1) дифференциальной диагностики значимых заболеваний;+
2) нокаута генов-мишеней;
3) создания генномодифицированных лабораторных животных;
4) создания индуцированных плюрипотентных стволовых клеток.

26. Спейсер — это

1) CRISPR-ассоциированный протеин;
2) конститутивная часть мишени ДНК, короткая последовательность 2-5 нуклеотидов, прилегающая к протоспейсеру;
3) повторяющиеся фрагменты генетического кода, обнаруженные у бактерий;
4) участок направляющей РНК, который комплементарен фрагменту мишени ДНК.+

27. Тип генетической рекомбинации, во время которой происходит обмен нуклеотидными последовательностями между двумя идентичными хромосомами

1) гомологичная рекомбинация;+
2) негомологичная рекомбинация;
3) незаконная рекомбинация;
4) сайт-специфическая рекомбинация.

28. Экзон — это

1) аминокислотная последовательность, регулирующая метилирование гистонов;
2) нуклеотидная последовательность, которая кодирует информацию о последовательности аминокислот;+
3) последовательность нуклеотидов ДНК, узнаваемая РНК-полимеразой как стартовая площадка для начала транскрипции;
4) участок ДНК, копии которых удаляются из первичного транскрипта и отсутствуют в зрелой РНК.
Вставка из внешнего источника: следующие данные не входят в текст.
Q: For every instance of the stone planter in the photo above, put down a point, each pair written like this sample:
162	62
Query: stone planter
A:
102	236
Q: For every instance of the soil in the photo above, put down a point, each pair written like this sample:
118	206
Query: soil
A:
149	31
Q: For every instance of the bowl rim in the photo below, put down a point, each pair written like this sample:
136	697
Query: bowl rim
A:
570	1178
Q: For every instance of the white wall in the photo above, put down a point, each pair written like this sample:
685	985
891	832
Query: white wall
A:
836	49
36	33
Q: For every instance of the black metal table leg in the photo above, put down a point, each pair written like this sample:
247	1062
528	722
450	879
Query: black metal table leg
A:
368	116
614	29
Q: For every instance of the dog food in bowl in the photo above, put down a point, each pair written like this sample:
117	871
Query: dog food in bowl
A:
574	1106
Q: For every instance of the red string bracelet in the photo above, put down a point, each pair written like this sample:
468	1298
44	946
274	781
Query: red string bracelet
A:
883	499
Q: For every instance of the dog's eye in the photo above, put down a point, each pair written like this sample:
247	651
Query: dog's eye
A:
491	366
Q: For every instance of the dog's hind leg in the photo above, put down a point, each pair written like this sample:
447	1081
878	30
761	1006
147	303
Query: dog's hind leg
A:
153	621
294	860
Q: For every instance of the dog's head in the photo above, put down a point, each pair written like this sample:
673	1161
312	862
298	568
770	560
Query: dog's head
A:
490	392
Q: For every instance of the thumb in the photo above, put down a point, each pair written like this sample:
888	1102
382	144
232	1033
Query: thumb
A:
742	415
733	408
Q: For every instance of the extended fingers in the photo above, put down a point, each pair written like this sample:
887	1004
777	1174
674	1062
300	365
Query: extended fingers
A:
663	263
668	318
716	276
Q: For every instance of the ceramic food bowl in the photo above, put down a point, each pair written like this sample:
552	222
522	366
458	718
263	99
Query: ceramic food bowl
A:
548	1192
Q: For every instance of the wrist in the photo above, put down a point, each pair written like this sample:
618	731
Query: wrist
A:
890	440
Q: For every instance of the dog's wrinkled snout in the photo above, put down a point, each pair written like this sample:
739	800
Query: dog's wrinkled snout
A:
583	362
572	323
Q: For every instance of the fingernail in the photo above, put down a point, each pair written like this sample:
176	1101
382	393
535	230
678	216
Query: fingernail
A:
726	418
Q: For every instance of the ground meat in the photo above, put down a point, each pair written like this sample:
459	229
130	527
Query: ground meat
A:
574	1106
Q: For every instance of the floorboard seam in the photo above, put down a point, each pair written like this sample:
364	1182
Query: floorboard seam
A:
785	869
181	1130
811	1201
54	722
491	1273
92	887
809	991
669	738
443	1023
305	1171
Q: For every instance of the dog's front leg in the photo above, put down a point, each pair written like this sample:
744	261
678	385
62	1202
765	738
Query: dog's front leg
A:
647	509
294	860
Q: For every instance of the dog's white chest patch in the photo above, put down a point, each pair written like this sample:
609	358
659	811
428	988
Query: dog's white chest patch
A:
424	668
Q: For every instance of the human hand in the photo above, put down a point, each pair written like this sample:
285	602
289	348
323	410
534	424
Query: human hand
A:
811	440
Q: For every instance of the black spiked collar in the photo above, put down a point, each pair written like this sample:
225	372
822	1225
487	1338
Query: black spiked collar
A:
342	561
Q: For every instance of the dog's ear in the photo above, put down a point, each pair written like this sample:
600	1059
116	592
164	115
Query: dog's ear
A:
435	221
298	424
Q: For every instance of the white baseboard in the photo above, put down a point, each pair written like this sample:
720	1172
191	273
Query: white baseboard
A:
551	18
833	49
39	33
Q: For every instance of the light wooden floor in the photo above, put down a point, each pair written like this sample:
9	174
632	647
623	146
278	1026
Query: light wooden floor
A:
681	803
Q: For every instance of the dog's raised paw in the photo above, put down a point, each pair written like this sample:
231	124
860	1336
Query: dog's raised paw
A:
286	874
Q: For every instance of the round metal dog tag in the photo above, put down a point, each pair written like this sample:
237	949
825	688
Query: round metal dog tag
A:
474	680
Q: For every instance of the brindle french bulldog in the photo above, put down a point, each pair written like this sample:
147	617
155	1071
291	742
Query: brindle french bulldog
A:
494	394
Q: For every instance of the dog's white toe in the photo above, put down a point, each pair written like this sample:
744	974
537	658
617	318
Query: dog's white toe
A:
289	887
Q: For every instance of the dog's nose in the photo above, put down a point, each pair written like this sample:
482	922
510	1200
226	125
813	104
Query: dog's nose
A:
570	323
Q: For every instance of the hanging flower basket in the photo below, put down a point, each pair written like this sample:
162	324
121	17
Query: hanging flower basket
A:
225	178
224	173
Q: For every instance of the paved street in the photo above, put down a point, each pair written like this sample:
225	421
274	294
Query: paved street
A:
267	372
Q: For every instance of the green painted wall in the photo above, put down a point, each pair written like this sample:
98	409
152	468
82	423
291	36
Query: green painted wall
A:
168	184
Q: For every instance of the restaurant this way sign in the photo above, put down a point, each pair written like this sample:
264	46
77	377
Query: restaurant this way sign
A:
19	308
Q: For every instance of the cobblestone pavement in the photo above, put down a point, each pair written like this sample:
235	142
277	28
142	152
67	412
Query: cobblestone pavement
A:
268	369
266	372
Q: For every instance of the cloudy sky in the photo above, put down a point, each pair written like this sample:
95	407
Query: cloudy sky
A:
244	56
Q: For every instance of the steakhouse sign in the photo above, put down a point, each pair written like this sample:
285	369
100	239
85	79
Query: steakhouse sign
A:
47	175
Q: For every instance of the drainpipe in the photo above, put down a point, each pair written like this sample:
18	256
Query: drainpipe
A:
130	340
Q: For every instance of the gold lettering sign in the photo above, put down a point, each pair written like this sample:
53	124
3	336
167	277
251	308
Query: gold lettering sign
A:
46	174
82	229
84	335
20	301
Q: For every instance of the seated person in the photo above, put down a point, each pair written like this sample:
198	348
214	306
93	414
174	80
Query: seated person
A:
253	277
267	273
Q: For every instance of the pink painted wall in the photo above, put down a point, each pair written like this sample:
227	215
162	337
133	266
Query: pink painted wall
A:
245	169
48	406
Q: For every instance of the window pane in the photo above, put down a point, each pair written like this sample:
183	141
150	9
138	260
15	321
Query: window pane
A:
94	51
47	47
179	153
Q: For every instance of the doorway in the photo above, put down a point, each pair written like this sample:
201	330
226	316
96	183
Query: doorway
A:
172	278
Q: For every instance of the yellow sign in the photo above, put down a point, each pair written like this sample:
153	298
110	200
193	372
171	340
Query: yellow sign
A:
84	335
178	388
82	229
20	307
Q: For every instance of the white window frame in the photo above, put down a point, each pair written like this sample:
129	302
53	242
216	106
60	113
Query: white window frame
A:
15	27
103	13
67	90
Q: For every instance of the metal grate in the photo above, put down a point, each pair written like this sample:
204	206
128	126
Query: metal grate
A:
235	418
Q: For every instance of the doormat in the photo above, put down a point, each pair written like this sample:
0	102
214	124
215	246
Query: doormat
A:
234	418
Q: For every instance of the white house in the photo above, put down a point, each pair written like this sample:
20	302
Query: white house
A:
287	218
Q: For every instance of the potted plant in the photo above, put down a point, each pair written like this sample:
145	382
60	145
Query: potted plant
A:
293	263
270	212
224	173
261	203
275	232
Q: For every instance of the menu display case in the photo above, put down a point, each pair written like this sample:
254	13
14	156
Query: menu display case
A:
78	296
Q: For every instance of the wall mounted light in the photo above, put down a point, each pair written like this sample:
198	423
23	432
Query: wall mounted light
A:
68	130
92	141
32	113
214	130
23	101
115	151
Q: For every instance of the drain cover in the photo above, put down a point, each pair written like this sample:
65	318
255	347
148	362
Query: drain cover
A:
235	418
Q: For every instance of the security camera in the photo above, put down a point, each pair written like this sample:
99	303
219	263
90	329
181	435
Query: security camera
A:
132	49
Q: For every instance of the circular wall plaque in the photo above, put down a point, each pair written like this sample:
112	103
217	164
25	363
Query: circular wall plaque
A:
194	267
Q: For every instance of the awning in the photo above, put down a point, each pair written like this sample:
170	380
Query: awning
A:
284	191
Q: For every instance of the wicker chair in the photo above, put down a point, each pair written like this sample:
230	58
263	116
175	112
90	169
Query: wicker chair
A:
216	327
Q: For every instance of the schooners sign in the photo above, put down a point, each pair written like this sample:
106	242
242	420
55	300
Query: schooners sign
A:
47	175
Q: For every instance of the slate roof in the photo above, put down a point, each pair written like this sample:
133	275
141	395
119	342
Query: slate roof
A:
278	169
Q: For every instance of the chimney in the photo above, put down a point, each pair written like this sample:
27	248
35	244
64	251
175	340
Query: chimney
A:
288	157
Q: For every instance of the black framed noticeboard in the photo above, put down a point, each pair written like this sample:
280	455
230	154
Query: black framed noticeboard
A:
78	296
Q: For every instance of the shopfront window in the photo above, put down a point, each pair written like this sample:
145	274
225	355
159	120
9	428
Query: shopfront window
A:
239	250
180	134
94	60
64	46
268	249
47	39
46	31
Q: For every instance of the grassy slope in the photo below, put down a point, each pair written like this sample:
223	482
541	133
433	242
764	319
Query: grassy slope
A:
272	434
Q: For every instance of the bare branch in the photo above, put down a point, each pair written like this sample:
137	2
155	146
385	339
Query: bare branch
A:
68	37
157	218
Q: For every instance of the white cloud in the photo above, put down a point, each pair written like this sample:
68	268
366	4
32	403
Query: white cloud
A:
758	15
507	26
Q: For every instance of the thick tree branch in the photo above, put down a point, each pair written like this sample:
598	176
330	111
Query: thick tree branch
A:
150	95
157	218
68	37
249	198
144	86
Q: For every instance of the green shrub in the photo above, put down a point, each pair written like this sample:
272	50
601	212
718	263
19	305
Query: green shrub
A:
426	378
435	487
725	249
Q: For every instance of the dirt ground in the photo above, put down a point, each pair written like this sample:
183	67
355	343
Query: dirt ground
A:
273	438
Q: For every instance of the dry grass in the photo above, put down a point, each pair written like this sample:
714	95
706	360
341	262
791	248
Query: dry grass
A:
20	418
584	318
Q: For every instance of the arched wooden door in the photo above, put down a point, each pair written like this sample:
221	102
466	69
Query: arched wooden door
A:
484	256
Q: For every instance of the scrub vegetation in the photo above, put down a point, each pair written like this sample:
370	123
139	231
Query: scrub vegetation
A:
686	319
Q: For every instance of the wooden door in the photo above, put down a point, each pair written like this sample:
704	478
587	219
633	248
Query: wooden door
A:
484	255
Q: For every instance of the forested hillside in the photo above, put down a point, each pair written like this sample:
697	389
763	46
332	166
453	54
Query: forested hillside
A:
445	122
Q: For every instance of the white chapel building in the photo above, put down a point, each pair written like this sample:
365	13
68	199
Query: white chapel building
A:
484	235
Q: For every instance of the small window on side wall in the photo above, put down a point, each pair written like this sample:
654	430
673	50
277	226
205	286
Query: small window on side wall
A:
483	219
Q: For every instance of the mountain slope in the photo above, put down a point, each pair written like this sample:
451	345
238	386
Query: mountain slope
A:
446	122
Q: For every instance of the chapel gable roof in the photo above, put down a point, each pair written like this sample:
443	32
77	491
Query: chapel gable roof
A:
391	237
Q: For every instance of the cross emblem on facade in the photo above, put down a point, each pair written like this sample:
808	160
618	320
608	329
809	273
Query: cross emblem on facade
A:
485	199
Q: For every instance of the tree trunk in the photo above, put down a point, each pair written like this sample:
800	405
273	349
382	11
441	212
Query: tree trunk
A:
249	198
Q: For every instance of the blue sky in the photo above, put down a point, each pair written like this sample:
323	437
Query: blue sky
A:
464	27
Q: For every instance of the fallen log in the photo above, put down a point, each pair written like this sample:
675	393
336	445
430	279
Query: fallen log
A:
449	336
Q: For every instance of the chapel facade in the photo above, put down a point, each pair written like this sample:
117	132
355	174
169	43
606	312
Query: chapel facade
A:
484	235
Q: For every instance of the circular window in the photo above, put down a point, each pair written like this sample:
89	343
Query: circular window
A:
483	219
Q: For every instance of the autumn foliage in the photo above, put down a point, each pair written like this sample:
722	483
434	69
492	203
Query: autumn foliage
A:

29. Эндонуклеазная активность у Zn-зависимые нуклеаз обеспечивается

1) Cas-зависимым доменом;
2) FokI-эндонуклеазным доменом;+
3) SH2-эндонуклеазным доменом;
4) Zn-зависимым доменом.

30. Эффект off-target — это

1) изменение последовательности ДНК с помощью «генетических ножниц»;
2) неспецифическое встраивание последовательности ДНК в геном;+
3) низкая эффективность процесса гомологичной рекомбинации;
4) увеличение специфичности встраивания последовательностей в геном-хозяина.

Специальности для предварительного и итогового тестирования:

Аллергология и иммунология, Клиническая лабораторная диагностика, Медицинская биофизика, Медицинская биохимия, Медицинская кибернетика.